Jose’s team can also “trick” cells into making the four main proteins that compose the structure of the virus’ shell and then assemble the proteins into particles that look, from outside, just like the virus, but lack the ability to cause disease. These virus-like particles can then be used to test the efficacy of potential vaccine candidates before testing the vaccines against the actual virus in the BSL-3 lab.
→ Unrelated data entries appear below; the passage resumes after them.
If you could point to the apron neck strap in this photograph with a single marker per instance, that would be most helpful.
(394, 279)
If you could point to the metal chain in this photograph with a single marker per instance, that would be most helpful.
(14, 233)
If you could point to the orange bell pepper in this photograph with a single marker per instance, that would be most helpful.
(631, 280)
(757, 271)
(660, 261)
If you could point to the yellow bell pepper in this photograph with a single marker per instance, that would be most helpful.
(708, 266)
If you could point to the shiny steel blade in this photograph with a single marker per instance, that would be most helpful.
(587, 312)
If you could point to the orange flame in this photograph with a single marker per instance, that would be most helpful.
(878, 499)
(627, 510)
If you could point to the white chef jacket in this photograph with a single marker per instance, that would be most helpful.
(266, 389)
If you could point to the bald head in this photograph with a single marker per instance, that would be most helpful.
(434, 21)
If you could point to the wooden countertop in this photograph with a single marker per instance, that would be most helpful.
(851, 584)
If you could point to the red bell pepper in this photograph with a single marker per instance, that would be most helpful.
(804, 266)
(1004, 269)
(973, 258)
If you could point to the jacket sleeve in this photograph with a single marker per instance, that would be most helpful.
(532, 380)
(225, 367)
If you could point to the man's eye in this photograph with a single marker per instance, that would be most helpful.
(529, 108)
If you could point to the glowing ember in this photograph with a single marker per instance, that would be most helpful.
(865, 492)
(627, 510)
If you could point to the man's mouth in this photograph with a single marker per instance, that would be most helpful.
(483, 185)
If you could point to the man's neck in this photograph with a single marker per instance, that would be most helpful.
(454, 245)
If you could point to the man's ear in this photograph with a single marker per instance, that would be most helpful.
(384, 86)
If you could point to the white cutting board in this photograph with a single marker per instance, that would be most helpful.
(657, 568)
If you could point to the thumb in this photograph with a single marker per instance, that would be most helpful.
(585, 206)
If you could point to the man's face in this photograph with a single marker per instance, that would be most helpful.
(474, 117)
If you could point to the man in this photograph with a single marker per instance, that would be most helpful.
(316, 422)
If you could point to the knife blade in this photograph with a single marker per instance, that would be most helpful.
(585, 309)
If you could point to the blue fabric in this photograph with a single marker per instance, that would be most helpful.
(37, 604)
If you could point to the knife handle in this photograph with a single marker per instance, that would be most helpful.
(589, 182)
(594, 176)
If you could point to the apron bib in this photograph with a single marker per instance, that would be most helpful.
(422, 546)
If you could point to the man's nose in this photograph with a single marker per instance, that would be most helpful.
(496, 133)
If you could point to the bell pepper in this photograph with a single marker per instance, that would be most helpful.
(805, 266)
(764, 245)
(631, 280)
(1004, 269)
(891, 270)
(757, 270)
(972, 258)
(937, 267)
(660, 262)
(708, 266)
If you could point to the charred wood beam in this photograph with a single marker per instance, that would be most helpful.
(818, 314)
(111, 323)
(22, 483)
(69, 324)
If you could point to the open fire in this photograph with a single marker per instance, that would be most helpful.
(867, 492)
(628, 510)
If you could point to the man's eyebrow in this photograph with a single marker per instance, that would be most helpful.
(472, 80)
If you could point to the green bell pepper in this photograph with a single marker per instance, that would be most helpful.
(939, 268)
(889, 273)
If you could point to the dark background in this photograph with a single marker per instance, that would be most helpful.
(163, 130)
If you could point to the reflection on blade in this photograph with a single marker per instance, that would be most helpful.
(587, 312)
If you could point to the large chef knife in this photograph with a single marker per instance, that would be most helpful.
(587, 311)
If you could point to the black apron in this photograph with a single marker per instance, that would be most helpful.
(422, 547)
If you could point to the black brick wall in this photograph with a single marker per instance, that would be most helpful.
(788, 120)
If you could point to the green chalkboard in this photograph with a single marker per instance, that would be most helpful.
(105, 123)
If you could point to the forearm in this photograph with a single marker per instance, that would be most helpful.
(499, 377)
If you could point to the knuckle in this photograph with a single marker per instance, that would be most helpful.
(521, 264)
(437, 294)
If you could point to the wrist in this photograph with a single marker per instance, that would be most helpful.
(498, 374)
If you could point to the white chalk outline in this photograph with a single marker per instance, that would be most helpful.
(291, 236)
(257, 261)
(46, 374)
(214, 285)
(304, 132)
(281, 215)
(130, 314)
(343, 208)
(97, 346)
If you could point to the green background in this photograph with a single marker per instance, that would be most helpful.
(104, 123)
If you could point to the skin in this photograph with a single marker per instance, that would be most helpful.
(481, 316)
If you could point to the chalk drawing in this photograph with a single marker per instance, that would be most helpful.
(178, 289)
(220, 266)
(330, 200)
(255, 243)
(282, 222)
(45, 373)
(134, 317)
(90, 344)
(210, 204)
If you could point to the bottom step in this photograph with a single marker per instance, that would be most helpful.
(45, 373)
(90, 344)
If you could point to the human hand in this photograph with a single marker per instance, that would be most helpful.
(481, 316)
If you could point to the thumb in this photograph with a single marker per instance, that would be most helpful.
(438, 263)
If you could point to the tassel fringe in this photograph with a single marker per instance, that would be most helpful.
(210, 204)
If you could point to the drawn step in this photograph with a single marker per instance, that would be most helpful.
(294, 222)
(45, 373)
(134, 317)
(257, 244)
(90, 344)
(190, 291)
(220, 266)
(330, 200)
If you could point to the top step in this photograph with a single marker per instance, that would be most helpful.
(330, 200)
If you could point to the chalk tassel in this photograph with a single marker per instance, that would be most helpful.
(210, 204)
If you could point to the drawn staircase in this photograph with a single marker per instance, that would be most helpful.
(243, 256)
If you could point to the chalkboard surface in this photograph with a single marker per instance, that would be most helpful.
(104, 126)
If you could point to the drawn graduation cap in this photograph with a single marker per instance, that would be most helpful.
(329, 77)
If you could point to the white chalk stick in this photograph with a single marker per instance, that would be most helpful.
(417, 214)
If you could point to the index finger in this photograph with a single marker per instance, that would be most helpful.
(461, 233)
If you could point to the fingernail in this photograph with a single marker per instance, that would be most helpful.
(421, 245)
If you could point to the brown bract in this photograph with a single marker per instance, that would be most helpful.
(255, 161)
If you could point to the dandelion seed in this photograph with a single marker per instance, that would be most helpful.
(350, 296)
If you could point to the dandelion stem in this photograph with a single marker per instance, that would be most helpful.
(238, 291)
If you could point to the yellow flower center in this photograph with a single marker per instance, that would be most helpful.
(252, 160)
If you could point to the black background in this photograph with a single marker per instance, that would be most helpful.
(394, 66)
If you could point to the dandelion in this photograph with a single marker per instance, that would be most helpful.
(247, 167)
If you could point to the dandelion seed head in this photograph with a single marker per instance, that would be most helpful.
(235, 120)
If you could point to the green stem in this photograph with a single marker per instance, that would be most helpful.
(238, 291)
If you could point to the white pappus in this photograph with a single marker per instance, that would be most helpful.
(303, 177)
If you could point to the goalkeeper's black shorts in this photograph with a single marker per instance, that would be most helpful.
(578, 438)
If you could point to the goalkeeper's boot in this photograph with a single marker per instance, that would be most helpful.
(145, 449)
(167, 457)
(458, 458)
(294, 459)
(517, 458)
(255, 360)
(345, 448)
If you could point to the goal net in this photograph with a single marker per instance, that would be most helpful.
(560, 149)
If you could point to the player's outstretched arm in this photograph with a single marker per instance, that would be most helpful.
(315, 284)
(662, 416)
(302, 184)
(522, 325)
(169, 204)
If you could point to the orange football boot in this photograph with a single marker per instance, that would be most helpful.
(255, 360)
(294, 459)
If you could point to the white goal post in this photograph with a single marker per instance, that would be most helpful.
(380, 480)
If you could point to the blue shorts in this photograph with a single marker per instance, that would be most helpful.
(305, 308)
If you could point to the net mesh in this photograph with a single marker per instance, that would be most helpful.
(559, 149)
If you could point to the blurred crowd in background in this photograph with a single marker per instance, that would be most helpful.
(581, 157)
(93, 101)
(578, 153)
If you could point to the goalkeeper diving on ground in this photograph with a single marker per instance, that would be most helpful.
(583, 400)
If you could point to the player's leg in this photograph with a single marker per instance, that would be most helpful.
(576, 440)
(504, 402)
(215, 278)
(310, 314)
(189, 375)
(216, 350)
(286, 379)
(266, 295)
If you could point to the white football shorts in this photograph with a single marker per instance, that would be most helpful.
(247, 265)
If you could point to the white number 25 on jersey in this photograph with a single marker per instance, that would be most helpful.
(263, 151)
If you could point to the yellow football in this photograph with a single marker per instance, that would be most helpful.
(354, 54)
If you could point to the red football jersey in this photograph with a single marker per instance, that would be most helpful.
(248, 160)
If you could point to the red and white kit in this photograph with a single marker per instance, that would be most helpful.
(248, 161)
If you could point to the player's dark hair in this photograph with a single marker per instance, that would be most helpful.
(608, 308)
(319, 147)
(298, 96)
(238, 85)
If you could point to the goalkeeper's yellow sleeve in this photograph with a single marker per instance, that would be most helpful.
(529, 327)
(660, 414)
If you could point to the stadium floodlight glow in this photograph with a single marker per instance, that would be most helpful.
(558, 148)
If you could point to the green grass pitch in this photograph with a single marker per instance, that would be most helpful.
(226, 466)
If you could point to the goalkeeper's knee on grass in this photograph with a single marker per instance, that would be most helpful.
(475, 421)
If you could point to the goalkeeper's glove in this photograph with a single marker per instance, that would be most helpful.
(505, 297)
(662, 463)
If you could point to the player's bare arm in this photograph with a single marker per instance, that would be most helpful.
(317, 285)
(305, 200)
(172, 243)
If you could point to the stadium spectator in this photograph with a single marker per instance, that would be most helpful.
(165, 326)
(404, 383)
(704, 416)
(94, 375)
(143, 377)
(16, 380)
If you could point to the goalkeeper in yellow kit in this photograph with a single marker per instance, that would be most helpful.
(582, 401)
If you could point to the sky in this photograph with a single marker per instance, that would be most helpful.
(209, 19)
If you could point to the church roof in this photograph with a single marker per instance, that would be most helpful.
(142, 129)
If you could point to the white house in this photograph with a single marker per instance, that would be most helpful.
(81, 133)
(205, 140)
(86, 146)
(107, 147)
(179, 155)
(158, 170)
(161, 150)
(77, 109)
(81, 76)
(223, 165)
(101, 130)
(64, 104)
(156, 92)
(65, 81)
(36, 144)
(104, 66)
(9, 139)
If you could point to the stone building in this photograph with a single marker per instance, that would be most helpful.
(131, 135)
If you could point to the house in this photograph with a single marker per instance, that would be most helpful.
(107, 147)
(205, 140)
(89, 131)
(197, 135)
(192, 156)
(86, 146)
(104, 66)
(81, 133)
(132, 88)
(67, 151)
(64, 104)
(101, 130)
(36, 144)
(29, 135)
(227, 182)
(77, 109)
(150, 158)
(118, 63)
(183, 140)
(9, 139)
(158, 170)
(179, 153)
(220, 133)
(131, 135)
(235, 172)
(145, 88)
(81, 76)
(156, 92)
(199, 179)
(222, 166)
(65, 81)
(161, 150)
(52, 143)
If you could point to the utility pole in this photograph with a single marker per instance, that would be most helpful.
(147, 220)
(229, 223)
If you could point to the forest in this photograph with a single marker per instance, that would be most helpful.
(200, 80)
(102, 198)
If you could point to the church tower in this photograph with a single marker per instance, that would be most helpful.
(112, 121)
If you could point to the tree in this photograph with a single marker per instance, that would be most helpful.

“Compared to the viruses I am used to working with, the SARS-CoV-2 has an extremely large and complex genome,” said Jose. “In addition to trying to develop strategies to stop its spread as quickly as possible, we also want to begin building genetic systems that allow us to better understand how this virus works. This knowledge can facilitate our understanding of the virus’ pathogenesis, which will be required for the development of future therapeutics and vaccine candidates.”

About the Coronavirus Research Seed Fund

On March 3, the Penn State Huck Institutes of the Life Sciences launched a rapid-response, internal call-for-proposals across the University to address the emerging COVID-19 outbreak, with support from the Materials Research Institute, Social Sciences Institute, Institutes for Energy and the Environment, and the Institute for Computational and Data Science.

Over the course of five weeks, units across Penn State stepped up to assist. To date, more than 120 faculty members in 45 research teams from across eight colleges at Penn State have been granted an overall $2.25 million in seed funding to initiate their vitally important work.

The projects span six core areas: Diagnostics and Detection, Therapeutics and Vaccines, Transmission-blocking Interventions, Social Sciences, Cohort Studies, and Predictive Modeling.